The honest framing of impact is what survived the platform's closure:

  • The Provider research, segmentation, persona, journey map, and service blueprint became reference artifacts the team could carry into the successor program. They did not need to be redone.
  • The trust-model framework outlived the project. The five-question structure transferred cleanly to subsequent AI conversations across the design org.
  • The proposal made the case for closing the platform clearer. The artifacts gave leadership a documented view of the experience that backed the decision to move Providers elsewhere.
  • The collaboration model with the TELUS AI engineering team, design proposing, engineering pressure-testing feasibility before commitments, became a pattern I have used since.
06. Reflection

A project doesn't have to ship to be the right project.

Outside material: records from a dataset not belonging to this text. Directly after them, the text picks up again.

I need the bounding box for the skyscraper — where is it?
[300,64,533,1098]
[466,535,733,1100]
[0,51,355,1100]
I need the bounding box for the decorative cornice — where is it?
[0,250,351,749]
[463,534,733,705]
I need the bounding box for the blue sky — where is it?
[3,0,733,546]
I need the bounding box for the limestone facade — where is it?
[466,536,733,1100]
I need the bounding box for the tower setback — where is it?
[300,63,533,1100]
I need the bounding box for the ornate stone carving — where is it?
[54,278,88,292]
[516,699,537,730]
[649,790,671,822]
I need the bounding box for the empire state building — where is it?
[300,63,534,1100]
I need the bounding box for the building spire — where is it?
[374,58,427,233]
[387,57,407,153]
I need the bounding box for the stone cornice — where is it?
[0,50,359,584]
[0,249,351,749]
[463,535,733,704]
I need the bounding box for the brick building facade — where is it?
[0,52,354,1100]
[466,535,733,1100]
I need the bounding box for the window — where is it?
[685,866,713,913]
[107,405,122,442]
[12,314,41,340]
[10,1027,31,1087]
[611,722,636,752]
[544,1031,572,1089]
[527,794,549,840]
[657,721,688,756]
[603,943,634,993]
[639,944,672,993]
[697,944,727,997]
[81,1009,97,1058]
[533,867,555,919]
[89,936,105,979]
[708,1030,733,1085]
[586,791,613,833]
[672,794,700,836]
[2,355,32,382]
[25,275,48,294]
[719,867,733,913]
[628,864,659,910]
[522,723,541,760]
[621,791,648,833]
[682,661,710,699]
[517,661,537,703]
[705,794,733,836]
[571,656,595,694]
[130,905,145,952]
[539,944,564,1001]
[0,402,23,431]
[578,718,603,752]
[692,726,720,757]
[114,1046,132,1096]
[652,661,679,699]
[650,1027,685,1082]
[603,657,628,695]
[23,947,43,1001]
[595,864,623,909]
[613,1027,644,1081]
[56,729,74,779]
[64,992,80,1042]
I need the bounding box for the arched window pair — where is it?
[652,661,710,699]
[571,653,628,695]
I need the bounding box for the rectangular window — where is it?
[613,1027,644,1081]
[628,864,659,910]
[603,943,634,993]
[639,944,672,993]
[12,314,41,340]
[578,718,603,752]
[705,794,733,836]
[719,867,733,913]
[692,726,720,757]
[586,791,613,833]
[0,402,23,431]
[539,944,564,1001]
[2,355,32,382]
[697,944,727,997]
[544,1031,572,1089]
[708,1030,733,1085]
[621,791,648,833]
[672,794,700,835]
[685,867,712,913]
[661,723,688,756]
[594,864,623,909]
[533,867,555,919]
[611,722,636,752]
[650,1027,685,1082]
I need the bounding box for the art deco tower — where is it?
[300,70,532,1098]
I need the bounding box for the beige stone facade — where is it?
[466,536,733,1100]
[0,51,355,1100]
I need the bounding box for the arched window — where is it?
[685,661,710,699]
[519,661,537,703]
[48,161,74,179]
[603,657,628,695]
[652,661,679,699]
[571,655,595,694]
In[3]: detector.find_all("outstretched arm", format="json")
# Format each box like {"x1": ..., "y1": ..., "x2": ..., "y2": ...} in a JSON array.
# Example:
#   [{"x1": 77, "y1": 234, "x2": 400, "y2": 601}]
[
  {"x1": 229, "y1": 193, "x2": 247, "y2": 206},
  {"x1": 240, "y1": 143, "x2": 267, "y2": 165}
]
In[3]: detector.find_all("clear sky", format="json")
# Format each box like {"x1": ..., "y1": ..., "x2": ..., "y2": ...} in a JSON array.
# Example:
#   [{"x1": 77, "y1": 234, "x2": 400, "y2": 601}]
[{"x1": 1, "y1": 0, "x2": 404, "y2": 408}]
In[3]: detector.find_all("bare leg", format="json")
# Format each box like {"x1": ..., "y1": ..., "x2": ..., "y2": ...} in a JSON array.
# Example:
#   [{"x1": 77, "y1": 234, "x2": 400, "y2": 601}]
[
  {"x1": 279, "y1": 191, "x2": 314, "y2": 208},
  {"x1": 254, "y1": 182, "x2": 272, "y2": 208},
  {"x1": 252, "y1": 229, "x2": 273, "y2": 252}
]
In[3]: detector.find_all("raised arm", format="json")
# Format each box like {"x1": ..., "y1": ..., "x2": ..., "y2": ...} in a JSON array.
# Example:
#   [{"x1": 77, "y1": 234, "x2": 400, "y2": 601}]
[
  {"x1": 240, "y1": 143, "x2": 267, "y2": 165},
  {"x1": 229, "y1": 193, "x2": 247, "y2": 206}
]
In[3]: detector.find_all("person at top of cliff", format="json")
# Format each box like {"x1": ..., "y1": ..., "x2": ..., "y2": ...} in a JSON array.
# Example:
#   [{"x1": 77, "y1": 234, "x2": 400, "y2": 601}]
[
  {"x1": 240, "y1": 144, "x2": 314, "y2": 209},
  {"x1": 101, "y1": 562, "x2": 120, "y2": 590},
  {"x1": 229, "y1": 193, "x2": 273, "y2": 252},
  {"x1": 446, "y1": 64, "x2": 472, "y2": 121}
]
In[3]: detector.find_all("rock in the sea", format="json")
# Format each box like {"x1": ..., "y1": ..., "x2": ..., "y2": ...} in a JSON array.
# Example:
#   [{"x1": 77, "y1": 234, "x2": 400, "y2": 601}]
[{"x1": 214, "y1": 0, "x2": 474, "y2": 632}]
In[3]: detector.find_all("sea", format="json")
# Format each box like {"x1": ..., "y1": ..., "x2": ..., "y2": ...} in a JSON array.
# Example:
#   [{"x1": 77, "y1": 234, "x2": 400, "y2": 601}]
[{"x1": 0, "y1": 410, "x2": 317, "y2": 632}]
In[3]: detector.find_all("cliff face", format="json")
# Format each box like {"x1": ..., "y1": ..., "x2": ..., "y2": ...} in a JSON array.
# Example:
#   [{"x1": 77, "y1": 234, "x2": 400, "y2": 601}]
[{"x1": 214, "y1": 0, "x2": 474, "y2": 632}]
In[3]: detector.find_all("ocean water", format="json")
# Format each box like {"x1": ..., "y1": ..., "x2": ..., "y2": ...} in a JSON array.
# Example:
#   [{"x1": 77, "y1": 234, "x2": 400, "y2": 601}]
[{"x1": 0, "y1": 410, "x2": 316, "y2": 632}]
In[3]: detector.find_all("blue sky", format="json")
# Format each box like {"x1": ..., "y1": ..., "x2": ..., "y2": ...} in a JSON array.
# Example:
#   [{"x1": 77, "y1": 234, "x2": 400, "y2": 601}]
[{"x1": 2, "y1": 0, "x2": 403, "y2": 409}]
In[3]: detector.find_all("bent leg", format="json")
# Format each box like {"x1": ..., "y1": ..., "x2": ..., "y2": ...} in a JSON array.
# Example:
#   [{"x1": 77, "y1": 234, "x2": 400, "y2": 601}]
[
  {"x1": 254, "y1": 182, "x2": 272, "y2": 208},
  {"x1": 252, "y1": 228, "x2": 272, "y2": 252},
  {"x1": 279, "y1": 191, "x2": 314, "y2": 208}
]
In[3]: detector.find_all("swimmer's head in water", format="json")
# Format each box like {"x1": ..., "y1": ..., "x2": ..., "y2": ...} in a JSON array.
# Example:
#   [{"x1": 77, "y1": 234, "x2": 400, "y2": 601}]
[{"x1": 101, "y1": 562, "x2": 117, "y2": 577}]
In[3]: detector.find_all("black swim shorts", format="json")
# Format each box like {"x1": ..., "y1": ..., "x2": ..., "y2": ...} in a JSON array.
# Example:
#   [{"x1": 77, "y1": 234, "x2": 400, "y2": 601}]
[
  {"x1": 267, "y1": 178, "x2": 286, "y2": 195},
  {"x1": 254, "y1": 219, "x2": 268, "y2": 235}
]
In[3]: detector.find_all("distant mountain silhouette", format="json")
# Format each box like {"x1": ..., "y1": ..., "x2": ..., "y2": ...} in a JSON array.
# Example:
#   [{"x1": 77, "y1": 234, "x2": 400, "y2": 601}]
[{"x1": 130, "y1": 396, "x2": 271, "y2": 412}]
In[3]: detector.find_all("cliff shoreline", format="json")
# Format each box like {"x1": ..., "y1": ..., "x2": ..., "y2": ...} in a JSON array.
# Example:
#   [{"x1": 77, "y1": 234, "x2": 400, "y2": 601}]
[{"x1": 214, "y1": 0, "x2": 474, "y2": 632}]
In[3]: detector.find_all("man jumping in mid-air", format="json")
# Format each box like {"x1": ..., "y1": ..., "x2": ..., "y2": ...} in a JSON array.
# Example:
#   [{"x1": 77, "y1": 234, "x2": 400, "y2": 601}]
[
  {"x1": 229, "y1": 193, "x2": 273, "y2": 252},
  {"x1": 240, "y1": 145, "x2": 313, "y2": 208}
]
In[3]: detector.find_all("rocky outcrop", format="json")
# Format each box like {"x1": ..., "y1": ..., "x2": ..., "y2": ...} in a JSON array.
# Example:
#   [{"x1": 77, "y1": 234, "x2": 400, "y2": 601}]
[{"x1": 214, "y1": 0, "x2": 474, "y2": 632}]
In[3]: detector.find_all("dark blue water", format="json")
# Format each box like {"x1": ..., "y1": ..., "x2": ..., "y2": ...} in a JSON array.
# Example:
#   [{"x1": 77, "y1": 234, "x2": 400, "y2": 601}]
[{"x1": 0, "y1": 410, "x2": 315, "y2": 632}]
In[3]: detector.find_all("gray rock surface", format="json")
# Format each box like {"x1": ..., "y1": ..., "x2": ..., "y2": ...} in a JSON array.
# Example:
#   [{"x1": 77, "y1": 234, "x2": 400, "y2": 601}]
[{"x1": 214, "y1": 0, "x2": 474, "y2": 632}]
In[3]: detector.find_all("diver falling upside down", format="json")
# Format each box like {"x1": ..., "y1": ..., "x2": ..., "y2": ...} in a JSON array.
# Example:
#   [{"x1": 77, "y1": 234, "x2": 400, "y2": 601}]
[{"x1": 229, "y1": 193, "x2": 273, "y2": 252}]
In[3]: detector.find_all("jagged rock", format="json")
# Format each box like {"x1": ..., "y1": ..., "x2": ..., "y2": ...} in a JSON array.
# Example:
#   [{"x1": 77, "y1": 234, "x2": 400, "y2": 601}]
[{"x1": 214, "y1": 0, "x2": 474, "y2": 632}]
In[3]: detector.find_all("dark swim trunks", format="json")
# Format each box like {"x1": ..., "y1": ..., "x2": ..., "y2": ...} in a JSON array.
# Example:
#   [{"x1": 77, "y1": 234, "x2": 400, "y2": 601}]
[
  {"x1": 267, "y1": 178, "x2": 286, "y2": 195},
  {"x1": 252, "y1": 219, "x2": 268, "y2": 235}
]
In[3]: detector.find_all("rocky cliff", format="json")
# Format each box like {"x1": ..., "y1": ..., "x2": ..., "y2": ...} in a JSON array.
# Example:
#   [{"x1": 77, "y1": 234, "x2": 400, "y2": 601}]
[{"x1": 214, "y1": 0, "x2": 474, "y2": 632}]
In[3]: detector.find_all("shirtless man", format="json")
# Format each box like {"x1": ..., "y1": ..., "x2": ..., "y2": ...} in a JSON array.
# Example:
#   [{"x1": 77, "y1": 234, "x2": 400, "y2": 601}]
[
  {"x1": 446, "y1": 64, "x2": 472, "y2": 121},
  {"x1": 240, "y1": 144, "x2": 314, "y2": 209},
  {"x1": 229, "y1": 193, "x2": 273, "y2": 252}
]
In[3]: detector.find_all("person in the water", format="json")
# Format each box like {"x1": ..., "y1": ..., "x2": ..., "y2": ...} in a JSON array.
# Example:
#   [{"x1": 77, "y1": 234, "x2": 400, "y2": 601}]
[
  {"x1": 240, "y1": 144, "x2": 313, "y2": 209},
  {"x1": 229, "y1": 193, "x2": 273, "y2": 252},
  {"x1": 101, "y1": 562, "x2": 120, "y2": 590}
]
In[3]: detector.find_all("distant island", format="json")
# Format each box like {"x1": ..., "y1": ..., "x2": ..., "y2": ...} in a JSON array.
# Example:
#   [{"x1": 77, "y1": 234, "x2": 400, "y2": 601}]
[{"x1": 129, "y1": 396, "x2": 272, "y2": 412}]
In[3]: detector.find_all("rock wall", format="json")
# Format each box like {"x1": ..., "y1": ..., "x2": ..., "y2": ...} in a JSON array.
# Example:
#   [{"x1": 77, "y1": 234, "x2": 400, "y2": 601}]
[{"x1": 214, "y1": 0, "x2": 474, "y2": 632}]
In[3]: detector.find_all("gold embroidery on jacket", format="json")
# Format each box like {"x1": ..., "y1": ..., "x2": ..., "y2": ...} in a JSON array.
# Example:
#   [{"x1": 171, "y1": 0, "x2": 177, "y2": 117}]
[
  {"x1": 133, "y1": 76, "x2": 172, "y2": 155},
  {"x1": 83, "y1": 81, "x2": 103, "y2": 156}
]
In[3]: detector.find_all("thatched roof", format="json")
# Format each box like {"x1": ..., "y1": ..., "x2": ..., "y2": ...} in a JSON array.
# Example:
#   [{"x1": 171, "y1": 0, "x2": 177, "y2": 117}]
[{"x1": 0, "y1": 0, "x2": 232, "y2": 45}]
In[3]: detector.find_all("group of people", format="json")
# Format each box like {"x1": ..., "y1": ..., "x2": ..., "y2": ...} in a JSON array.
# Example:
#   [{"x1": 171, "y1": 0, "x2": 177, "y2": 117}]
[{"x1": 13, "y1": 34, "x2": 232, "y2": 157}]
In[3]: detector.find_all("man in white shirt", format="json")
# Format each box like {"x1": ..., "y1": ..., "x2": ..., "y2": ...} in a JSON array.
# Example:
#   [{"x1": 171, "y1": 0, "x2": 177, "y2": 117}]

What I learned. Senior design work is sometimes about making a decision easier to make, not making a feature easier to build. The cleanest outcome of these six months was not a shipped product. It was a body of evidence that helped leadership decide to close the right surface and move Providers somewhere they could actually be supported.

What I'd do differently. I'd push earlier for direct co-presentation with the AI engineering team to the internal-tools group. We did the work in parallel; we should have done the room together. A unified design + engineering proposal lands differently than design alone.

The thing I keep using. The trust-model framework. Five questions, in order, before any UI: what does AI propose, who approves it, how clearly are the seams shown, what is logged, what can be undone. Every AI conversation since has fit inside that structure.

The senior takeaway

Service design isn't the prelude to the “real” design work. Sometimes it is the work, and the artifact a leadership team uses to make the right call is the thing that mattered.